Sunday, February 26, 2012

Recovering

I'm going through an adjustment in my thyroid medication. (My cancer appears to be in remission, or nearly so, and the risk of recurrence is managed with a deliberate, slight overdose in replacement hormone, which takes time to achieve.) My doctor is tinkering with my dose right now, which is making me feel weird, and a little sick.

So for this reason, I was poking around on the internet and I came across a useful bit of writing. I'm basically well, with just a handful of mostly acceptable symptoms, so as I read it, T's needs, rather than my own, leapt to mind. The advice, below, struck me as very apt advice for parenting traumatized kids. Written from the patient's point-of-view, it went like this:

>Sometimes I need time alone.

>Drive me to appointments until I can drive.

>Handle phone calls, faxes, emails from family, friends. Sometimes it’s just too much. (To this, I would add my own spin for kids coming from foster care: handle letters, appointments, and information from the courts and social workers for me, because it's just too much.)

>Don’t ask if you can help, just do it. I’m having trouble making decisions right now.

>Listen while I sound off. There’s a lot happening to me and I need to verbalize without hurting someone’s feelings.

>Act normal, and don’t try to cheer me up when I’m depressed. It’s normal to be depressed when things are going badly.
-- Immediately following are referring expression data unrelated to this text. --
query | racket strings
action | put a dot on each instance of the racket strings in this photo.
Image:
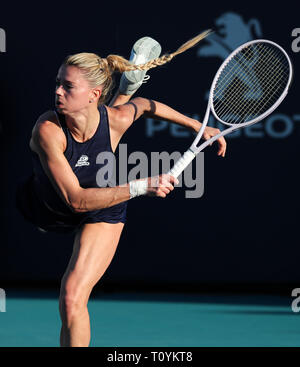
(271, 84)
(240, 89)
(236, 84)
(255, 87)
(266, 73)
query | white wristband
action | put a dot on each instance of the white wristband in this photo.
(137, 188)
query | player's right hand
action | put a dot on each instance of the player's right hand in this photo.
(161, 185)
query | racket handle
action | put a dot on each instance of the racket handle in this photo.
(182, 163)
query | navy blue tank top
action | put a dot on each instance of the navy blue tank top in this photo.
(82, 159)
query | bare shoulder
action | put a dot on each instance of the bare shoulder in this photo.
(47, 131)
(122, 116)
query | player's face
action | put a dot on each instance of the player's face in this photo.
(72, 92)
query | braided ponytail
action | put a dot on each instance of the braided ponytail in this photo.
(99, 71)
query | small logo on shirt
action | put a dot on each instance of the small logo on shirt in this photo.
(82, 161)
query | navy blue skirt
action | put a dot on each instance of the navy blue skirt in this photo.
(36, 212)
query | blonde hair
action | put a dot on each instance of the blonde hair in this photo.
(99, 71)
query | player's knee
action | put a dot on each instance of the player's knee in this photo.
(73, 301)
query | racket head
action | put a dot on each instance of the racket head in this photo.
(251, 83)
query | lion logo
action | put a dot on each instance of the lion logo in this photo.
(232, 32)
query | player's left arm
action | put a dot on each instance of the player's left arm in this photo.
(123, 116)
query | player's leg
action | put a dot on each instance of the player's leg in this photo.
(144, 50)
(94, 247)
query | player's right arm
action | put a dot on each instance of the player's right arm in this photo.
(48, 141)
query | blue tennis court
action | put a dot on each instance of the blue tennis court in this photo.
(133, 319)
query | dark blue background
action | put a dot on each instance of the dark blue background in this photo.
(243, 230)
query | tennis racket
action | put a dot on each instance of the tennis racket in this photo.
(249, 85)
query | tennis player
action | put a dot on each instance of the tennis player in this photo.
(62, 194)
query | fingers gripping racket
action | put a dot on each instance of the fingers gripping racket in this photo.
(249, 85)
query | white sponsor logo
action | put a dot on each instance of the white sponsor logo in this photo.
(82, 161)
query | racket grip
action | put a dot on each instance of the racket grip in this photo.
(182, 163)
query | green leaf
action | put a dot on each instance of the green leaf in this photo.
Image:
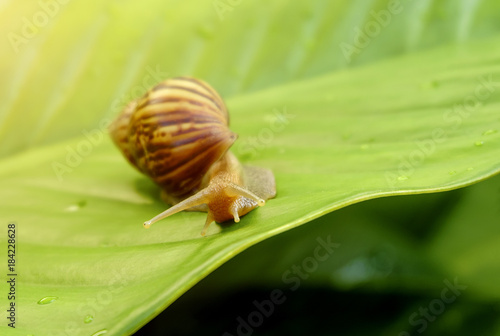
(423, 122)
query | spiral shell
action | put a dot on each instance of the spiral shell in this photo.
(174, 133)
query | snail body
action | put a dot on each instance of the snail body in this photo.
(178, 135)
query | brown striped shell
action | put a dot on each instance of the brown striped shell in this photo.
(174, 133)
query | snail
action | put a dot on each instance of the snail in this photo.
(178, 134)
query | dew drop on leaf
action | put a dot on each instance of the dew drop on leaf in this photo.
(489, 132)
(47, 300)
(479, 143)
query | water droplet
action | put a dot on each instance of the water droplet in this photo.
(76, 207)
(479, 143)
(47, 300)
(488, 132)
(429, 85)
(205, 31)
(310, 44)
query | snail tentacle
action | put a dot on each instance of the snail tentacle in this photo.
(197, 199)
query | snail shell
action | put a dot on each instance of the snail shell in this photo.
(178, 134)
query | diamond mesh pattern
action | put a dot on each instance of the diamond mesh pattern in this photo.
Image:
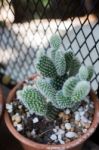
(26, 26)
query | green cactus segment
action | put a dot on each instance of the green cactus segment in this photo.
(51, 53)
(90, 72)
(69, 86)
(33, 100)
(46, 89)
(60, 63)
(46, 67)
(74, 67)
(62, 101)
(55, 41)
(81, 91)
(52, 112)
(40, 53)
(83, 73)
(58, 81)
(68, 58)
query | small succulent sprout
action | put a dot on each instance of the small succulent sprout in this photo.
(33, 100)
(68, 58)
(60, 63)
(63, 102)
(69, 86)
(85, 73)
(74, 66)
(46, 89)
(55, 41)
(46, 67)
(81, 90)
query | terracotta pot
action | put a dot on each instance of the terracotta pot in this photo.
(74, 145)
(1, 103)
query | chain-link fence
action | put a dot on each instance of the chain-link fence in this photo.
(27, 25)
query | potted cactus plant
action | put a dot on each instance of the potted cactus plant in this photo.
(55, 109)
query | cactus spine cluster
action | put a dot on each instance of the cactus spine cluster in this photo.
(63, 82)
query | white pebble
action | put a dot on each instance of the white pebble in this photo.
(59, 137)
(61, 141)
(57, 127)
(60, 132)
(9, 107)
(81, 109)
(91, 105)
(55, 130)
(19, 127)
(68, 126)
(77, 117)
(71, 135)
(33, 133)
(84, 119)
(67, 111)
(35, 120)
(82, 113)
(53, 137)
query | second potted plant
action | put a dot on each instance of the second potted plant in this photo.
(55, 109)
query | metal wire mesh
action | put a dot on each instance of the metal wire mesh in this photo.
(27, 25)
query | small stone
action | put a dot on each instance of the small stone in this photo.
(61, 141)
(77, 116)
(9, 106)
(67, 111)
(57, 127)
(35, 120)
(81, 109)
(28, 133)
(61, 115)
(68, 126)
(82, 113)
(71, 135)
(33, 133)
(55, 130)
(84, 119)
(66, 117)
(15, 124)
(87, 126)
(20, 106)
(19, 127)
(53, 137)
(59, 137)
(62, 127)
(84, 130)
(17, 119)
(60, 132)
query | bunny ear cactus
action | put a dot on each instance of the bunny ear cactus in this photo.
(64, 83)
(33, 100)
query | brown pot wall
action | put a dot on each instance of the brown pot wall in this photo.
(1, 103)
(74, 145)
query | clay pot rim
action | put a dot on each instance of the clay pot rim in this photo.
(1, 103)
(68, 145)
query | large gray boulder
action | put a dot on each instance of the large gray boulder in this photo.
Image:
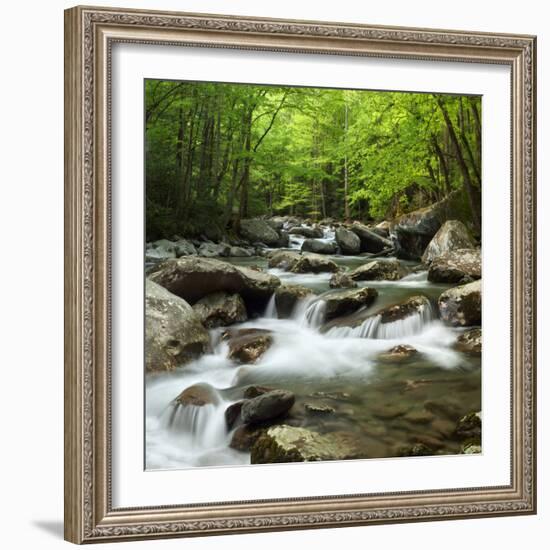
(461, 305)
(452, 235)
(347, 301)
(221, 309)
(192, 278)
(411, 233)
(267, 406)
(314, 263)
(348, 241)
(258, 230)
(379, 270)
(307, 232)
(286, 298)
(174, 334)
(456, 266)
(370, 240)
(290, 444)
(319, 247)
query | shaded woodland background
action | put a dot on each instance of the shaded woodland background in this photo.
(217, 153)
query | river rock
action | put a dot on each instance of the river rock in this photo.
(249, 347)
(452, 235)
(469, 427)
(184, 248)
(213, 250)
(192, 278)
(221, 309)
(267, 406)
(348, 241)
(198, 395)
(345, 302)
(461, 305)
(314, 263)
(411, 233)
(370, 240)
(258, 230)
(462, 265)
(233, 414)
(411, 306)
(292, 444)
(341, 280)
(470, 341)
(307, 232)
(379, 270)
(286, 297)
(240, 252)
(398, 353)
(174, 334)
(245, 437)
(319, 247)
(283, 259)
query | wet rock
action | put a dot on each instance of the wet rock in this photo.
(348, 241)
(213, 250)
(233, 414)
(314, 263)
(198, 395)
(341, 280)
(258, 230)
(249, 348)
(240, 252)
(347, 301)
(245, 437)
(267, 406)
(410, 306)
(160, 250)
(255, 391)
(283, 259)
(192, 278)
(470, 341)
(445, 408)
(184, 248)
(220, 309)
(379, 270)
(286, 298)
(389, 411)
(318, 410)
(411, 233)
(461, 305)
(307, 232)
(419, 417)
(398, 353)
(456, 266)
(471, 449)
(291, 444)
(174, 334)
(452, 235)
(370, 240)
(319, 247)
(469, 427)
(418, 449)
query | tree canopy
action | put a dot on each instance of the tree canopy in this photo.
(217, 153)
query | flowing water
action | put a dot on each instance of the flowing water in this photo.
(382, 402)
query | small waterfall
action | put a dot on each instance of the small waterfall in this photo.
(271, 309)
(310, 312)
(373, 327)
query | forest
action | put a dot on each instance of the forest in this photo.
(218, 153)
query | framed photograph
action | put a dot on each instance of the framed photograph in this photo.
(285, 242)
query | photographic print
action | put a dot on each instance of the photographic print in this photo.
(312, 274)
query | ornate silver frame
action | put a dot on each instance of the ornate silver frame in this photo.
(89, 35)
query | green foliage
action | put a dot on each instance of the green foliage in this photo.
(216, 152)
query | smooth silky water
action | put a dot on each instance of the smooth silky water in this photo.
(381, 402)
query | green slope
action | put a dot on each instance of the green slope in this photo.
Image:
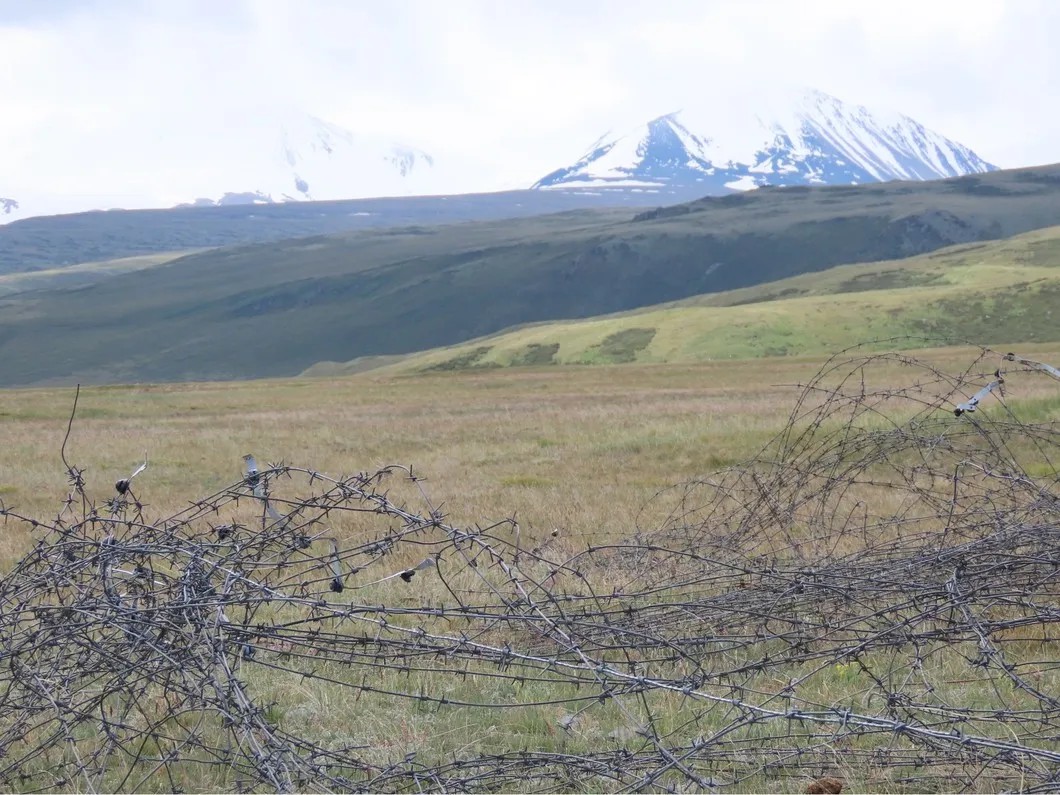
(997, 293)
(83, 275)
(277, 308)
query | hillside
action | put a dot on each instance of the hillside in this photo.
(277, 308)
(1003, 293)
(59, 241)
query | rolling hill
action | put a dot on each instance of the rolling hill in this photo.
(60, 241)
(1001, 293)
(277, 308)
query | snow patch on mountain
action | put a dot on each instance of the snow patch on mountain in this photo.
(313, 159)
(801, 138)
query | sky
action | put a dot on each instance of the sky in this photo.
(139, 102)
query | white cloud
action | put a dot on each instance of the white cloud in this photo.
(130, 98)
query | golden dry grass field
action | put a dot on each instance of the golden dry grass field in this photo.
(579, 448)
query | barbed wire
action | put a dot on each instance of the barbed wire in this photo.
(875, 597)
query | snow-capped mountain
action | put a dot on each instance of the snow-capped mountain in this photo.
(311, 159)
(806, 138)
(262, 156)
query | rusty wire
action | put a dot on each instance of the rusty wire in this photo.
(875, 596)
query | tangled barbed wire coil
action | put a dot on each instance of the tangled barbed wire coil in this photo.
(873, 598)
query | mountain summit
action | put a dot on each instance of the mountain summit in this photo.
(312, 159)
(808, 138)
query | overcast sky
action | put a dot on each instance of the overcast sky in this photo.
(113, 90)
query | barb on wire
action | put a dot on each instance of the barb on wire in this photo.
(871, 600)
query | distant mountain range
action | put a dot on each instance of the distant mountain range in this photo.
(312, 159)
(806, 138)
(712, 147)
(278, 307)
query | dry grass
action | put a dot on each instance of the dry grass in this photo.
(583, 449)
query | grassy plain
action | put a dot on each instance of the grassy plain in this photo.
(578, 448)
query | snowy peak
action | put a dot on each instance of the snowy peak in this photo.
(810, 138)
(312, 159)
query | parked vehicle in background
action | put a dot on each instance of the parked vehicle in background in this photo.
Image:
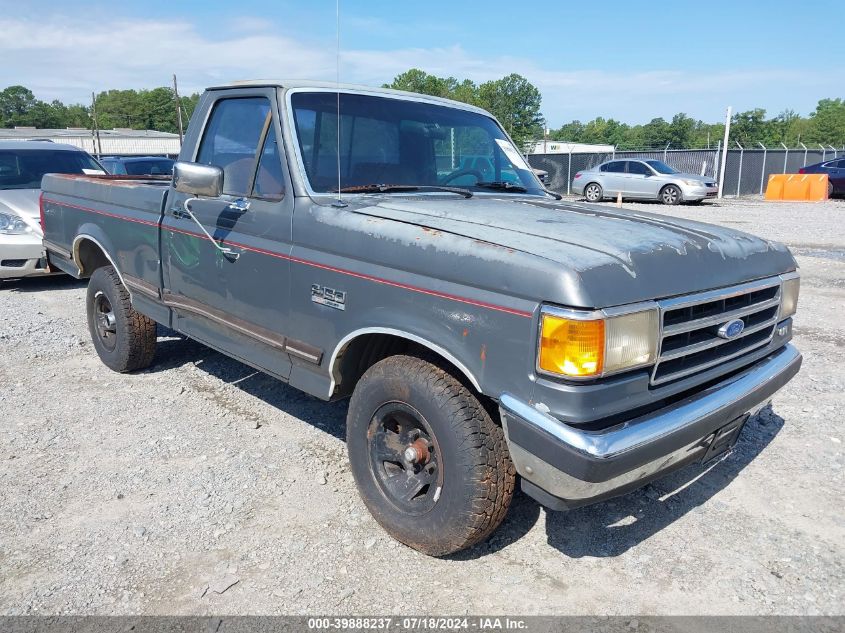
(642, 179)
(835, 170)
(481, 328)
(138, 165)
(22, 164)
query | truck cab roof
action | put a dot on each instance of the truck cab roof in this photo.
(304, 84)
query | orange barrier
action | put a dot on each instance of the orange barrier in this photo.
(806, 187)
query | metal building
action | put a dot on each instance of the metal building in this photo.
(116, 142)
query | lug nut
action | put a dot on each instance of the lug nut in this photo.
(411, 454)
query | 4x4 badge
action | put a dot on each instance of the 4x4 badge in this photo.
(328, 297)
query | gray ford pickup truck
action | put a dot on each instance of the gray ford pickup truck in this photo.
(483, 328)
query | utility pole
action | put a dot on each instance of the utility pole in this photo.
(96, 125)
(724, 151)
(178, 109)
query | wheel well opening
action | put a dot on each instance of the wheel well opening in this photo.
(90, 257)
(362, 353)
(366, 350)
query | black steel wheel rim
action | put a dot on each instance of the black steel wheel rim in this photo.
(405, 459)
(105, 323)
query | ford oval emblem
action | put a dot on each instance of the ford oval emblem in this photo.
(732, 329)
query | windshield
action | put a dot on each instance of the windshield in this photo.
(661, 168)
(389, 141)
(23, 168)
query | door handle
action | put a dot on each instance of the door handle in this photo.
(230, 254)
(239, 204)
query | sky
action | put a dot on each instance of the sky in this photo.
(631, 61)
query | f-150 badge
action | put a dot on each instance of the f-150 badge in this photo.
(328, 297)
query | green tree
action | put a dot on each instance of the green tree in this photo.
(515, 102)
(16, 104)
(827, 122)
(416, 80)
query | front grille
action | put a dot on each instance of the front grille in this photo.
(689, 339)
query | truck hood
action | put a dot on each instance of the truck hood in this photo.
(605, 256)
(24, 204)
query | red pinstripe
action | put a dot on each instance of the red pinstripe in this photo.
(306, 262)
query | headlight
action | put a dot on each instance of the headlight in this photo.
(591, 344)
(790, 286)
(13, 225)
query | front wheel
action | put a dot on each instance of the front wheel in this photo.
(430, 464)
(125, 339)
(593, 192)
(670, 195)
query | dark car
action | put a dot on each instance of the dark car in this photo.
(835, 170)
(138, 165)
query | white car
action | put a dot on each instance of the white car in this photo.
(642, 178)
(22, 164)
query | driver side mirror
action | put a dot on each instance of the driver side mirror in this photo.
(198, 180)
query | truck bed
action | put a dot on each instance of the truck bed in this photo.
(121, 214)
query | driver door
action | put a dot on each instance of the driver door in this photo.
(237, 301)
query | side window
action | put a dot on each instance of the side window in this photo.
(231, 138)
(269, 180)
(635, 167)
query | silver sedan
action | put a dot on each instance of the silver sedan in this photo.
(649, 179)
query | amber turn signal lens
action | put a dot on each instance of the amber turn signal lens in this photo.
(572, 347)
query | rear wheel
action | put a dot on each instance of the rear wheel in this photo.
(593, 192)
(125, 339)
(670, 194)
(430, 464)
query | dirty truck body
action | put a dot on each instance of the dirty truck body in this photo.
(483, 329)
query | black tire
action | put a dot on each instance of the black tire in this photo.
(125, 339)
(671, 195)
(466, 460)
(593, 192)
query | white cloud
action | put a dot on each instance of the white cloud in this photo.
(65, 57)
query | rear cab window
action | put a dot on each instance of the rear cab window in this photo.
(24, 168)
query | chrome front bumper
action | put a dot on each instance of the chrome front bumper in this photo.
(565, 467)
(21, 256)
(698, 193)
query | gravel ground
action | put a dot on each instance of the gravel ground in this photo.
(202, 487)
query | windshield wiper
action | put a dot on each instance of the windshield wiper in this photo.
(377, 188)
(502, 185)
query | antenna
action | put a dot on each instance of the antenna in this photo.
(339, 202)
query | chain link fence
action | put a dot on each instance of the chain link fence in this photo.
(747, 170)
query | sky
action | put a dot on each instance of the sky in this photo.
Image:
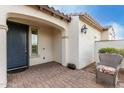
(103, 14)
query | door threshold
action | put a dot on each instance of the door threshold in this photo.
(16, 70)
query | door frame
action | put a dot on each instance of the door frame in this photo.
(27, 47)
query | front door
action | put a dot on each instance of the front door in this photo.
(17, 46)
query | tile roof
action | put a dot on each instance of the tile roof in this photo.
(89, 20)
(53, 12)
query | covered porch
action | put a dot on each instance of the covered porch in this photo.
(51, 43)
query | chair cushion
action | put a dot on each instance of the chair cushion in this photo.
(106, 69)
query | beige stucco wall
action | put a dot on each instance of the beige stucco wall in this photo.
(86, 44)
(81, 48)
(105, 35)
(103, 44)
(48, 38)
(74, 41)
(108, 35)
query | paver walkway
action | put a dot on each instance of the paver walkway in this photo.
(54, 75)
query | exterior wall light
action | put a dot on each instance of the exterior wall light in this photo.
(84, 29)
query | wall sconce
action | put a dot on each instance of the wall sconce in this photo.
(84, 29)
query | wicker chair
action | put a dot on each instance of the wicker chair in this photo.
(108, 67)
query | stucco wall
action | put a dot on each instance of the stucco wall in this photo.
(48, 38)
(86, 44)
(74, 41)
(103, 44)
(105, 35)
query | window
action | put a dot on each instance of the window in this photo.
(34, 39)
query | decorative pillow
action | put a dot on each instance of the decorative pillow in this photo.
(106, 69)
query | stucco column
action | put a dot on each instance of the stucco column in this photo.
(65, 48)
(3, 55)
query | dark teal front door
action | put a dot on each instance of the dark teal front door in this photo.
(17, 45)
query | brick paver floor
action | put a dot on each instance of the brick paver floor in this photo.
(54, 75)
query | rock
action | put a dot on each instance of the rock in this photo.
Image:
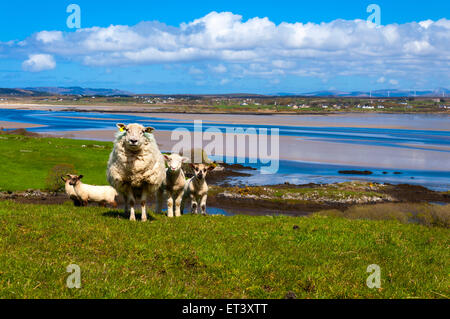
(290, 295)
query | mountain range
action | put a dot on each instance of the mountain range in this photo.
(44, 91)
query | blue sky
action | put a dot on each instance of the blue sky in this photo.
(225, 46)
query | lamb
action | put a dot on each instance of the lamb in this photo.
(173, 186)
(90, 193)
(70, 191)
(136, 166)
(196, 188)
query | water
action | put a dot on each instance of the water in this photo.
(313, 148)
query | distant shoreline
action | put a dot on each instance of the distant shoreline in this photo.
(198, 109)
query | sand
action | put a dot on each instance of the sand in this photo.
(16, 125)
(309, 150)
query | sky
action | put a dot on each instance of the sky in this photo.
(226, 46)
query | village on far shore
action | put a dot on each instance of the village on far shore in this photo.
(319, 102)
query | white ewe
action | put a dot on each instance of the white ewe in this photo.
(70, 191)
(173, 186)
(92, 193)
(136, 166)
(196, 188)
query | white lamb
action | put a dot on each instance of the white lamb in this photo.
(196, 188)
(70, 191)
(136, 166)
(173, 186)
(92, 193)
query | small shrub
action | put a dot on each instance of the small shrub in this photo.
(53, 181)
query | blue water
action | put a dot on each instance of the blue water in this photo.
(295, 172)
(64, 121)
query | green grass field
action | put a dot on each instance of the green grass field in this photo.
(26, 161)
(215, 257)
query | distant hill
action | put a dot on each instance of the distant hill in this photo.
(76, 90)
(19, 92)
(376, 93)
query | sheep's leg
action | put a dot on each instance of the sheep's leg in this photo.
(126, 206)
(143, 206)
(159, 200)
(183, 201)
(203, 204)
(178, 200)
(131, 200)
(170, 206)
(193, 205)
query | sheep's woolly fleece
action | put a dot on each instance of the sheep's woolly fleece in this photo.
(128, 169)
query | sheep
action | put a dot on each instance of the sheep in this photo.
(173, 186)
(90, 193)
(70, 191)
(196, 188)
(136, 166)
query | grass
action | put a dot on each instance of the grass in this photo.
(27, 160)
(215, 257)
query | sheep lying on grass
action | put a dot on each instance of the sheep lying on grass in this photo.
(196, 188)
(173, 186)
(70, 191)
(90, 193)
(136, 166)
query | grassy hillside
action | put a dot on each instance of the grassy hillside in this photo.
(26, 161)
(215, 257)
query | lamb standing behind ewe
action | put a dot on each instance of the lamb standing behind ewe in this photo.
(136, 166)
(173, 186)
(70, 191)
(196, 188)
(91, 193)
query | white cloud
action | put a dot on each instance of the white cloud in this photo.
(393, 82)
(195, 71)
(258, 46)
(39, 62)
(219, 68)
(49, 36)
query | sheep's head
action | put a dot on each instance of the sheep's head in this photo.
(200, 170)
(73, 179)
(174, 161)
(134, 135)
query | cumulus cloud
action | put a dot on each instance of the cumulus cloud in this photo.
(39, 62)
(256, 47)
(393, 82)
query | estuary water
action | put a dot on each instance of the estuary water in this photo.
(397, 148)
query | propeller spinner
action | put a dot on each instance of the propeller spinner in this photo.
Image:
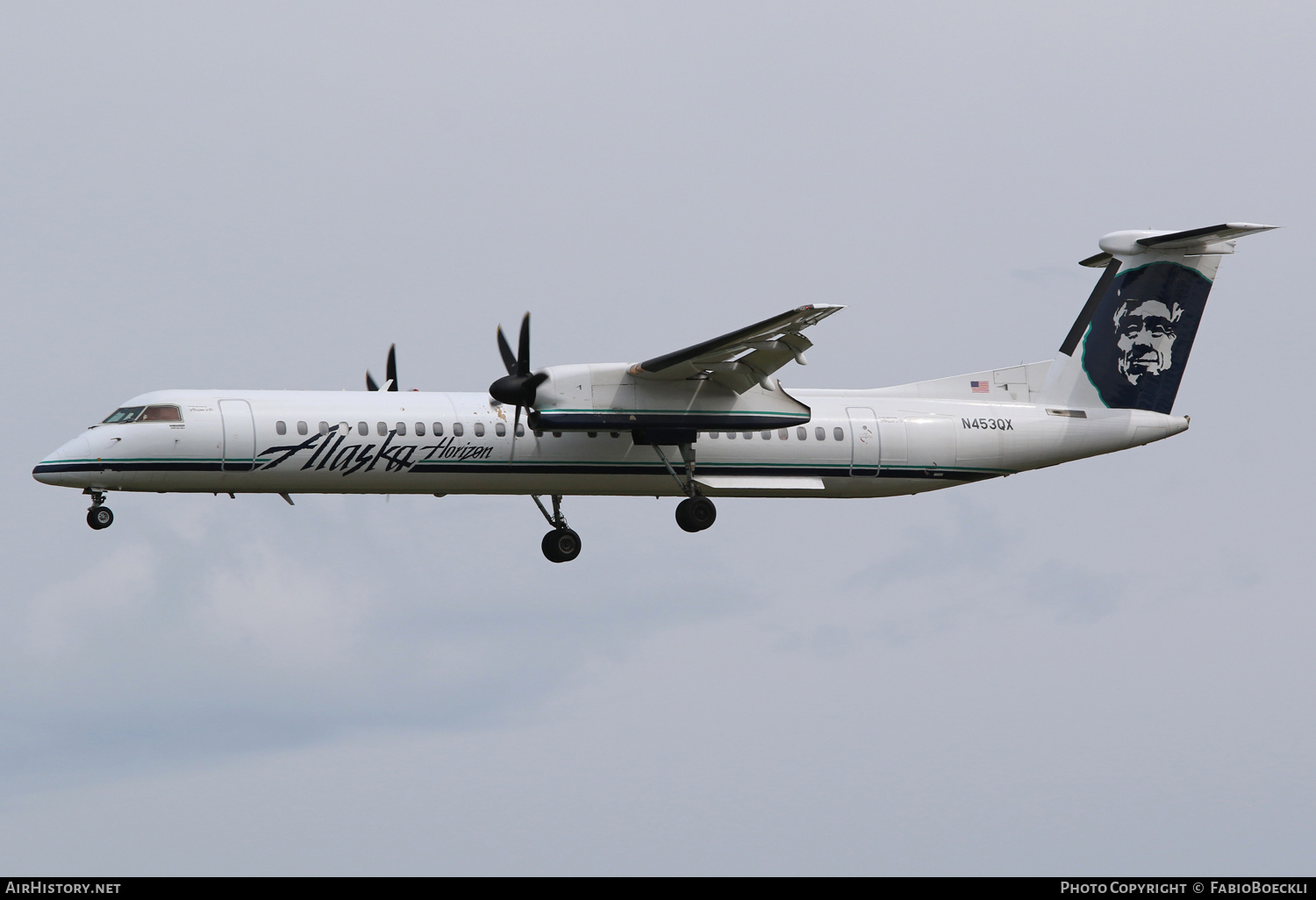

>Resist the temptation to lash out in anger. I’m not angry at you, just at fate, or God, or whomever I blame for bringing illness into our lives.

>Even if I’m withdrawn, talk to me frequently. Sit nearby, read the paper, or just ‘be there.’

>Include me in family activities and decisions. I’m only sick, not mentally incompetent.

Every single thing on that list is something that we have realized and internalized, through trial and error, in the last three years of parenting T. He is recovering from a prolonged shock to his system, and figuring out what post-trauma equilibrium feels like and how to maintain it. It's a process not unlike recovery from chronic illness.

3 comments:

GB's Mom said...

Good analogy!

Semi-feral Mama said...

As you know, I love your blog. I just nominated you for a Liebster Blog Award (although I don't think anyone actually wins this award, I think it is just a nomination acknowledgement or something.) Anyhow, you can read the thing at my blog if you are interested.
Thanks.

Anonymous said...

What an astonishing story -- thank you so very much for writing all this down! We are considering adopting a 15-year-old boy (we have previously adopted a special needs boy from foster care) and your Blog has provided such helpful information regarding issues with an "old" child -- close to aging out, that is -- adopted from foster care.